A clareza espacial e o formalismo elegante que Jaume Collet-Serra trouxe para o primeiro longa se tornam uma memória distante ao longo da nova produção. No comando da sequência, William Brent Bell, que parece estar numa missão para tornar seu filme o mais descartável possível. 

Ficou para trás a atmosfera de crescente pesadelo doméstico, outrora pautada pelo controle formal de Collet-Serra. O novo longa parece satisfeito em se entregar aos mecanismos mais protocolares dos thrillers – e com tão pouco tesão que é como se o filme tivesse medo de existir, de se mostrar. Ele parece até tentar se esconder de nós. 
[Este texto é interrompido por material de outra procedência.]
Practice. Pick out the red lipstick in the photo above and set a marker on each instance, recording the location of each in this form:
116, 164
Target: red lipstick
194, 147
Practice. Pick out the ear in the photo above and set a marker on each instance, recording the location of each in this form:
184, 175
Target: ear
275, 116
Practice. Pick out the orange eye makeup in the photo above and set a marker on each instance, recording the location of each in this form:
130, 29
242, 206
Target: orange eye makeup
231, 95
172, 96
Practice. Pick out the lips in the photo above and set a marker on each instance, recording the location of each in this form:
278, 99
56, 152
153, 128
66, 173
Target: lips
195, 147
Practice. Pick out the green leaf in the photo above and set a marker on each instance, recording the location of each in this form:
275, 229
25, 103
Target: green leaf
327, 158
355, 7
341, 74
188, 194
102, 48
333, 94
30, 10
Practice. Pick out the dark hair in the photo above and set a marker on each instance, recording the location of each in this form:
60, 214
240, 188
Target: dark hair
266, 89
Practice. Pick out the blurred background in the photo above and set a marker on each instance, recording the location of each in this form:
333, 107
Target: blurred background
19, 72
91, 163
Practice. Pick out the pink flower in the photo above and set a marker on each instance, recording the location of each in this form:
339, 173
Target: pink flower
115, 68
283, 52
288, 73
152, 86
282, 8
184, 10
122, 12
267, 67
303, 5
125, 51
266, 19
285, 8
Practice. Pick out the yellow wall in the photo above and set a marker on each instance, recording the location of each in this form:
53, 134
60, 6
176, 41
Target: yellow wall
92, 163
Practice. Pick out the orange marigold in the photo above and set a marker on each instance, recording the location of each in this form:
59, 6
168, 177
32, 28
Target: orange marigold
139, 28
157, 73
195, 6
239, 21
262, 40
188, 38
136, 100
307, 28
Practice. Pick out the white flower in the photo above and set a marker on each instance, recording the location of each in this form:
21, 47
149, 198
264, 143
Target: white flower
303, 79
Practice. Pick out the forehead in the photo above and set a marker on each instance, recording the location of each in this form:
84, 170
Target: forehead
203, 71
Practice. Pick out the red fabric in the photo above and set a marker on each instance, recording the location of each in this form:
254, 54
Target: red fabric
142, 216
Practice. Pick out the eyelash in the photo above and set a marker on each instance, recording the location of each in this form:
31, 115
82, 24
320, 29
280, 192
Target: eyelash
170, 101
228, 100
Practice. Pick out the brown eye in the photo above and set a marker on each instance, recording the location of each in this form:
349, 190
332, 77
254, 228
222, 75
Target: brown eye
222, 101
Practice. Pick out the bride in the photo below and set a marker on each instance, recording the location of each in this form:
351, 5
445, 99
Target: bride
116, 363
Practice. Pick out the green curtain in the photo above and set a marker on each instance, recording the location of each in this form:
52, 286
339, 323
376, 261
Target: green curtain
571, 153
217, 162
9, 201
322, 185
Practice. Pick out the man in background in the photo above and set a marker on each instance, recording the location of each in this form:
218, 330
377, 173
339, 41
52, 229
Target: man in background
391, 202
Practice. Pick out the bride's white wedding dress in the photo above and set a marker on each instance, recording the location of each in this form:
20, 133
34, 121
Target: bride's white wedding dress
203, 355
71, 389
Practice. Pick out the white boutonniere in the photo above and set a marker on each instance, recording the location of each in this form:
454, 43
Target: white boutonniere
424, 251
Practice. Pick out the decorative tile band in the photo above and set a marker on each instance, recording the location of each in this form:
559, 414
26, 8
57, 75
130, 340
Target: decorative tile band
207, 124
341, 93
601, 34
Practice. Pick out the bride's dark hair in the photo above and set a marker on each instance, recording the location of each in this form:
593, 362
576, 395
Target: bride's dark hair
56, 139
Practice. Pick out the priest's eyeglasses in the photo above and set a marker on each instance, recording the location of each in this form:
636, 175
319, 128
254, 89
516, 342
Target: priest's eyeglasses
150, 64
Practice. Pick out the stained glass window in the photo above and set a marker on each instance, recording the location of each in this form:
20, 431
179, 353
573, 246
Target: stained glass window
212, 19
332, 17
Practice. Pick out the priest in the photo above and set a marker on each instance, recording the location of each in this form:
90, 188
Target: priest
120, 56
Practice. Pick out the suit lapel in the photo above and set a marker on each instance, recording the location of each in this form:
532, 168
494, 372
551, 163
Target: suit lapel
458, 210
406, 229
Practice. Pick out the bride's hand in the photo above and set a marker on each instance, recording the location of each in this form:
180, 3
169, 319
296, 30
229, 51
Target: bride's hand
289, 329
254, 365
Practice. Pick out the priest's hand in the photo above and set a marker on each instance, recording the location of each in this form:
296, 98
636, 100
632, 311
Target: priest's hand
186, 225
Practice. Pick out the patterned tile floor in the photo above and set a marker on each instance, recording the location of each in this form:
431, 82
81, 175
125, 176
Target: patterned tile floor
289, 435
Só isso explica as imagens que temos aqui: perpetuamente escuras, embaçadas, feias de olhar – criminalmente feias, ouso dizer. Eu até precisei checar se o problema não estava nos meus óculos – cujas lentes, nem sempre tão limpas, podem deixar a desejar no quesito clareza ótica, a bem da verdade. Não pareceu ser o caso: “A Órfã 2” é realmente mais um argumento convincente contra a filmagem em digital no cinemão contemporâneo. 

(E a essa altura, devo soar como um disco arranhado para os leitores do Cine Set. Não é minha culpa se a praticidade do digital, quando somada à falta de inventividade visual de 99,9% dos realizadores contemporâneos, resulta em… bom, imagens medíocres – o mínimo denominador comum em forma de pixels). 

Virada estratégica

Até Isabelle Fuhrman (agora também produtora associada), que 13 anos atrás matou a pau como Leena/Esther, é utilizada aqui como um monstro genérico e engessado. Após escapar de um manicômio (e se lançar numa matança das brabas), Leena se infiltra na mansão dos Albright, passando-se por sua filhinha perdida, Esther. Mas dessa vez, é ela quem descobre que nem tudo é o que parece naquela família. 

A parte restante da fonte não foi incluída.